Yaptırım: 200.000 TL idari para cezası.

Kararın detaylarına buradan ulaşabilirsiniz.

2023/845

Alt-işverenlik veya benzeri bir çerçevede veri sorumlusu adına çalışan tüm kişilere de veri sorumlusunun kişisel verilerin korunması eğitim verme yükümlülüğü vardır.

Bu eğitim verme yükümlülüğü sorumlusunun kendi personeli ile sınırlandırılmamıştır.

Yorumumuz:

Olayda “geçici çalışma”, “alt-işverenlik” benzeri bir çalışma modeli olduğu anlaşılmaktadır.
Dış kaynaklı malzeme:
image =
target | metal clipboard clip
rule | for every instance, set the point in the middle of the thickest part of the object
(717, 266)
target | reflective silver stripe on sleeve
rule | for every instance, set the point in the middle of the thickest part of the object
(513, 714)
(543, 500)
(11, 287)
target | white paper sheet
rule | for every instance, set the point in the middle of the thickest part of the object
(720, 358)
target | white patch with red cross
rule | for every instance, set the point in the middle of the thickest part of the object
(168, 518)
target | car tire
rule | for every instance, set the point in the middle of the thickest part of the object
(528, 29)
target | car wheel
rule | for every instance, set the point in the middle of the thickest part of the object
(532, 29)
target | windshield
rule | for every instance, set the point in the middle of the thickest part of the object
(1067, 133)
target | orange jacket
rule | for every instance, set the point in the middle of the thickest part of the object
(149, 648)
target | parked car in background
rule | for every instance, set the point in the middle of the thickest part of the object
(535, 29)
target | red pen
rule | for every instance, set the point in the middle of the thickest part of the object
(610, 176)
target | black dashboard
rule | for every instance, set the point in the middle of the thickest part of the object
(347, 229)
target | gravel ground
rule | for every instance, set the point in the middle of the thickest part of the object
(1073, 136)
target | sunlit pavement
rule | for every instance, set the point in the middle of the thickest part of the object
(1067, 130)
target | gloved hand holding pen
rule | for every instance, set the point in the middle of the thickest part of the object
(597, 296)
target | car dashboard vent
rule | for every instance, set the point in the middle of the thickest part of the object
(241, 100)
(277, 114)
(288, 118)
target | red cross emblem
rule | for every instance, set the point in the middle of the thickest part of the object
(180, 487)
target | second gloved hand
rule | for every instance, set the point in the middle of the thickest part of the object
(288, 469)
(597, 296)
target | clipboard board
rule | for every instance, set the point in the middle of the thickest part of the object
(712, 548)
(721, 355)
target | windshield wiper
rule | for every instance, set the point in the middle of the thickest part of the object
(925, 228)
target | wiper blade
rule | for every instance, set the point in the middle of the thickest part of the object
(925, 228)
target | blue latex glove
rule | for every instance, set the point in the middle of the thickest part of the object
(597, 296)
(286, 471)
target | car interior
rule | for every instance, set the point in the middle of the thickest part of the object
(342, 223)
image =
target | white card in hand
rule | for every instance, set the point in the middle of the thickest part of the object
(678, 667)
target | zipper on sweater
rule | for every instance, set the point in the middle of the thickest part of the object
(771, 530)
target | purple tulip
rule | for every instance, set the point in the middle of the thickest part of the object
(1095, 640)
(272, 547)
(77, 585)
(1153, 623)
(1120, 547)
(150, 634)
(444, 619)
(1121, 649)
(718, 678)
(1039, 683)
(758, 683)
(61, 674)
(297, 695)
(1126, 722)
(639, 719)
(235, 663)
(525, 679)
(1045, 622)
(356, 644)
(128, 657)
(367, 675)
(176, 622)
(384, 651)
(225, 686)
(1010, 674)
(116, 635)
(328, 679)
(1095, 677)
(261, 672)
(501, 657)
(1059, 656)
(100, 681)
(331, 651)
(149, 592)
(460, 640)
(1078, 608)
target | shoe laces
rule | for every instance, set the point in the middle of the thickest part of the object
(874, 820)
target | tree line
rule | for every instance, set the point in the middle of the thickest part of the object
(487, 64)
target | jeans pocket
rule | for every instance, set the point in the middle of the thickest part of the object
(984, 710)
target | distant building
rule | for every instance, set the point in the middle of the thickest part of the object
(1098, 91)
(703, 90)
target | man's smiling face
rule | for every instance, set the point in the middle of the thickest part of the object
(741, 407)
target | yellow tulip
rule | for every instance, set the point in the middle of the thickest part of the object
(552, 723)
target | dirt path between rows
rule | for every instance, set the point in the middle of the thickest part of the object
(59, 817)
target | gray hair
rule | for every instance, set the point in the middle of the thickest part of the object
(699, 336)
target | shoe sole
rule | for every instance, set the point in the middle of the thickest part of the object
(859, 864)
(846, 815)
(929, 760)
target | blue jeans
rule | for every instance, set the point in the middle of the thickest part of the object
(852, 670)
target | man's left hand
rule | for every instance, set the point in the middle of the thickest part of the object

Zira kanımızca iki ayrı veri sorumlusu (örneğin, e-ticaret sitesi ve kargo şirketi) olduğu ve aralarında “geçici çalışma”, “alt-işverenlik” benzeri bir çalışma modeli olmadığı durumlarda her bir veri sorumlusunun kendi personeline eğitim vermesi beklenmelidir.

Tedarikçi Çalışanının Kargo Alıcısını Telefon ile Taciz Etmesi

Karara konu olayda bir online alışveriş sitesi üzerinden yaptığı alışveriş sonrası ilgili kişiye, ürünü getiren kurye taciz içerikli mesajlar göndermiştir.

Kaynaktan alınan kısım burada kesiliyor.